= Gwilym A. Price =

American politician

Gwilym Alexander Price (June 20, 1895, Canonsburg, Pennsylvania – June 1, 1985, Kennedy Township, Allegheny County, Pennsylvania) was a lawyer, Pennsylvania state legislator, banker, and industrialist.

==Biography==
Because of the death of his father, who was a tin mill worker, Gwylim A. Price dropped out of high school to support his widowed mother. He took a secretarial course and worked full-time for a mortgage company. After studying nights and weekends, he entered the University of Pittsburgh Law School. After graduating in 1917 (as the youngest member of the class), he became a first lieutenant in the U.S. Army and during WW I served in France, where he was promoted to captain.

He served a two-year term (1923–1924) as a state representative in the Pennsylvania House of Representatives and remained active for many years in Republican politics. Price became in 1920 an assistant trust officer at People's First National Bank and Trust Company in Pittsburgh and became in 1940 its president. He resigned in 1943 to become a vice president at Westinghouse Service Corporation, which in 1945 was renamed Westinghouse Electric Corporation. Price was promoted to executive vice president in 1945, chief-executive-officer (CEO) and president in 1946, and board chair in 1955. Under his leadership, the corporation became a pioneer in nuclear energy and increased its presence in military and appliance engineering. He retired in 1959 as CEO and president but continued to serve on the corporate board until 1967.

As a Westinghouse executive, his projects included pioneer work in atomic energy, establishing an atomic power division in 1948 and working on a prototype propulsion reactor for the Atomic Energy Commission.

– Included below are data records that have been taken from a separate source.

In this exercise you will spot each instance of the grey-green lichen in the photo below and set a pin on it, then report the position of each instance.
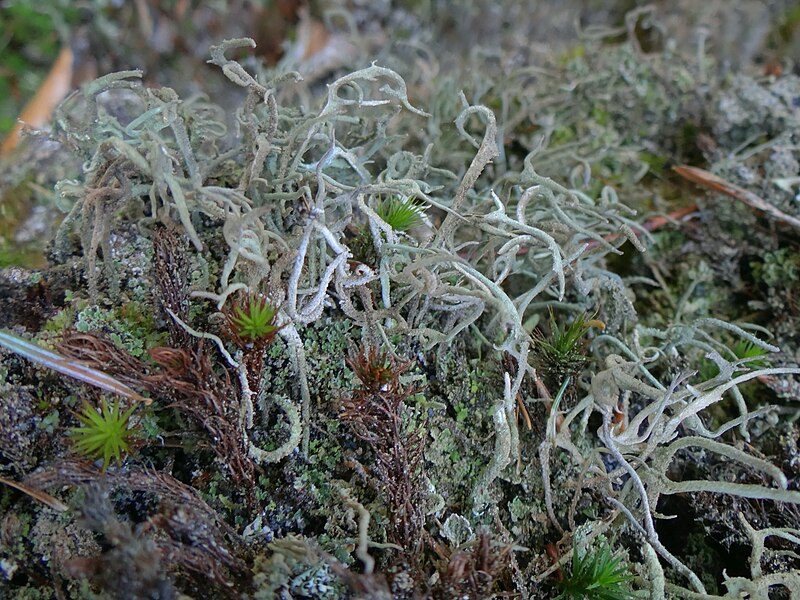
(533, 181)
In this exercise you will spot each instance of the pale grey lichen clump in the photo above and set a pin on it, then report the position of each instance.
(276, 206)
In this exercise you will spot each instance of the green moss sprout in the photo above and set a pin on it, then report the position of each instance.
(253, 320)
(596, 575)
(105, 433)
(401, 215)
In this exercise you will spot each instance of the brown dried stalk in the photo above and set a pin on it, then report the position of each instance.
(375, 414)
(716, 183)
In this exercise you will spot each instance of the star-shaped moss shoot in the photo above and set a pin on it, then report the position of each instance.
(251, 322)
(104, 434)
(401, 215)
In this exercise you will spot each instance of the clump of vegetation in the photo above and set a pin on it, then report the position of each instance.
(426, 214)
(596, 574)
(399, 214)
(253, 321)
(104, 433)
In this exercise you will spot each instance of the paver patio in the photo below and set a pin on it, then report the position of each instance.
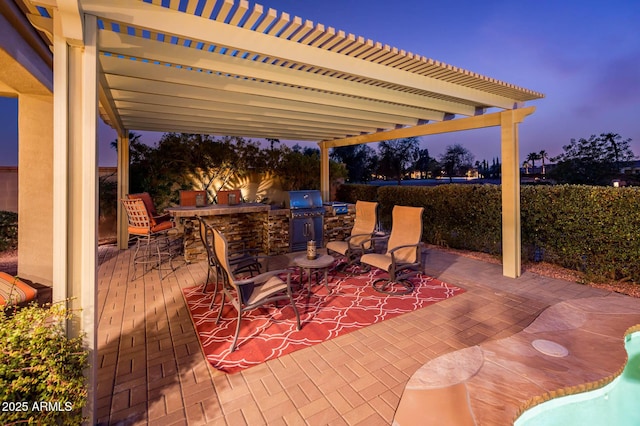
(152, 370)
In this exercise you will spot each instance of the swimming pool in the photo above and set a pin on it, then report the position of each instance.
(614, 404)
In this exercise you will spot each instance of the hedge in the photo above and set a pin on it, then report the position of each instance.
(590, 229)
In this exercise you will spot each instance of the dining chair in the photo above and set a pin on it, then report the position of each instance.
(242, 260)
(250, 293)
(360, 240)
(403, 252)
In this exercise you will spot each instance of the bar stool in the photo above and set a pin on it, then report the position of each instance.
(152, 240)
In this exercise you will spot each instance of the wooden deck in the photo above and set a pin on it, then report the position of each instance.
(152, 370)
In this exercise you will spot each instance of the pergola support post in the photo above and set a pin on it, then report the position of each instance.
(75, 210)
(511, 238)
(123, 188)
(325, 188)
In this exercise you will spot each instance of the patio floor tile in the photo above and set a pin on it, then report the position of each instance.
(152, 369)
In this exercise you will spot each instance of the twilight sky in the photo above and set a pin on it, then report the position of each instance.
(583, 55)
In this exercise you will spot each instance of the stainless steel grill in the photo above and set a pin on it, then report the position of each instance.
(307, 218)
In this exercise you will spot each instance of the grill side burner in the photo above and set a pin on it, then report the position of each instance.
(307, 219)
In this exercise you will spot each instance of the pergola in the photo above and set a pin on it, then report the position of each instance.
(228, 68)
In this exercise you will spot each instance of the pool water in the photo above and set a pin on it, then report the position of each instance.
(617, 403)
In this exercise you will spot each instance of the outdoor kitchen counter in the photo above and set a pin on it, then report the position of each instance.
(217, 210)
(262, 226)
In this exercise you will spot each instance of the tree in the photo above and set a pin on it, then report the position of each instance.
(456, 161)
(426, 165)
(532, 157)
(300, 168)
(542, 155)
(397, 156)
(593, 161)
(360, 160)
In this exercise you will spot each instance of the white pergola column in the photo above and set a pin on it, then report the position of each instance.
(123, 188)
(325, 188)
(75, 189)
(511, 240)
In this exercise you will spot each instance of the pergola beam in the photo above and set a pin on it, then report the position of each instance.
(192, 27)
(469, 123)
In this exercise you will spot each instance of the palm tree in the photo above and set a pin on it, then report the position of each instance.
(533, 156)
(542, 155)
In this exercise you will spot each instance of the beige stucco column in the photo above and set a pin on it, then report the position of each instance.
(35, 197)
(123, 188)
(25, 73)
(75, 189)
(325, 188)
(511, 241)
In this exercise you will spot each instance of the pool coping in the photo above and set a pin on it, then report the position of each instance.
(503, 378)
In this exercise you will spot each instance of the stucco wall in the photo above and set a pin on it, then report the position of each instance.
(9, 188)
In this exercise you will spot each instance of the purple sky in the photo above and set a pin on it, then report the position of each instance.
(583, 55)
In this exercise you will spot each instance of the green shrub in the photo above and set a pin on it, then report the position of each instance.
(8, 230)
(586, 228)
(458, 216)
(41, 370)
(350, 193)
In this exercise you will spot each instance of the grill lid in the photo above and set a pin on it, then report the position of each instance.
(305, 199)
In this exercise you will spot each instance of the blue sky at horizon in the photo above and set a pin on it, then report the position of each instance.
(583, 55)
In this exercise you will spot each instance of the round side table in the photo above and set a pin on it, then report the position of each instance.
(314, 266)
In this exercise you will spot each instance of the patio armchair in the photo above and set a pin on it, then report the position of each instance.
(403, 252)
(152, 239)
(151, 208)
(240, 261)
(250, 293)
(360, 240)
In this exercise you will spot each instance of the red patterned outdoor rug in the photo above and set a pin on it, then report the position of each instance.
(267, 333)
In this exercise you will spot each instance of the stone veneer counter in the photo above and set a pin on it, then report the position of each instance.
(217, 210)
(258, 225)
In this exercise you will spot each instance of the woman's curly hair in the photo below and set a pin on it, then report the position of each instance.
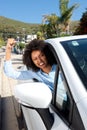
(34, 45)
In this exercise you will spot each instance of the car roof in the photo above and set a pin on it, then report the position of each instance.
(66, 38)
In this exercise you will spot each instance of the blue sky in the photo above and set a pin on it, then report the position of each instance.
(31, 11)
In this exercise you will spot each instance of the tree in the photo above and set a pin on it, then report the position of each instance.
(82, 28)
(66, 13)
(51, 25)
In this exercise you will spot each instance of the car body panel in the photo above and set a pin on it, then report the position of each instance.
(75, 85)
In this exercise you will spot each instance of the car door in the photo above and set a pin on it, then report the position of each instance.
(66, 114)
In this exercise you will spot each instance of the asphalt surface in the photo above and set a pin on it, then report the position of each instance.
(10, 117)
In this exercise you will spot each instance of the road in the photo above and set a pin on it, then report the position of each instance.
(9, 108)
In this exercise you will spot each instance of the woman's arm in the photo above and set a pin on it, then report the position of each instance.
(10, 43)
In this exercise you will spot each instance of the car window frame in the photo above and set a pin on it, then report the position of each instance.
(69, 123)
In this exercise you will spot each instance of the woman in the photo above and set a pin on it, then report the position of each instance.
(38, 59)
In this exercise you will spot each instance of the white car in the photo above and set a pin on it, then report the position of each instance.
(66, 107)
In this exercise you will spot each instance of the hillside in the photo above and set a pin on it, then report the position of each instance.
(16, 26)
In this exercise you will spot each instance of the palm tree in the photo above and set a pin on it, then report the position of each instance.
(66, 13)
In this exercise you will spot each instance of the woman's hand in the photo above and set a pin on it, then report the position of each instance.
(10, 44)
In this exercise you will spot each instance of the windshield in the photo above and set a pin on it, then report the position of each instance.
(77, 51)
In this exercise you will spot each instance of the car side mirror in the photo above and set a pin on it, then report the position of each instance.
(34, 94)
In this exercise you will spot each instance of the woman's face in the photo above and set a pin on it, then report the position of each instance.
(39, 59)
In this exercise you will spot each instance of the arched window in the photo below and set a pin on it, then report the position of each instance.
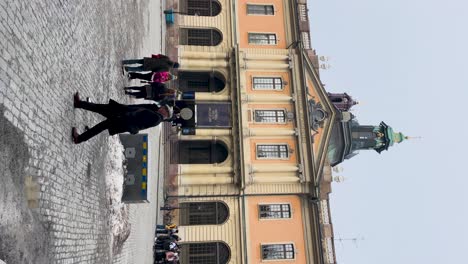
(200, 7)
(201, 152)
(191, 81)
(205, 253)
(203, 213)
(200, 37)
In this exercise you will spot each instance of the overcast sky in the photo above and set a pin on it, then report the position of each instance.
(406, 61)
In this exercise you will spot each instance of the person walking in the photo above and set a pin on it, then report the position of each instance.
(160, 77)
(155, 63)
(120, 118)
(152, 91)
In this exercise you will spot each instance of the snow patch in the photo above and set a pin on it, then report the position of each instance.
(119, 212)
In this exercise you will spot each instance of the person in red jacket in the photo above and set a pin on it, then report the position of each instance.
(155, 63)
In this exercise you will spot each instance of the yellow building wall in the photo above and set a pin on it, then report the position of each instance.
(285, 125)
(312, 90)
(275, 231)
(227, 232)
(284, 76)
(290, 141)
(261, 23)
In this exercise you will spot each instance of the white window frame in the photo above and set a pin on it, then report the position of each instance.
(272, 144)
(269, 109)
(260, 4)
(278, 243)
(274, 218)
(263, 33)
(273, 83)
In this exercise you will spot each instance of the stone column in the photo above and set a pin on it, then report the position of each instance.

Price was from 1957 to 1959 the national chair of the Crusade for Freedom. He was from 1959 to 1970 the chair of the University of Pittsburgh's board of trustees.

Price was featured on the cover of Time magazine in the March 2, 1953, issue. He won in 1957 the Horatio Alger Award and in 1960 the John Fritz Medal. In the early 1970s the University of Pittsburgh held Gwilym Price Engineering Lectures. He was given honorary degrees from several institution, including the Carnegie Institute of Technology and Allegheny College.

About 1921 Price married Marion Roberts, who was a high school teacher in Pittsburgh. The couple had three sons.

==Death==
Upon Price's death he was survived by two sons, eight grandchildren, and three great-grandchildren. The eldest son, Judge Gwilym A. Price Jr. of Pennsylvania Superior Court, died in 1983 at age 60.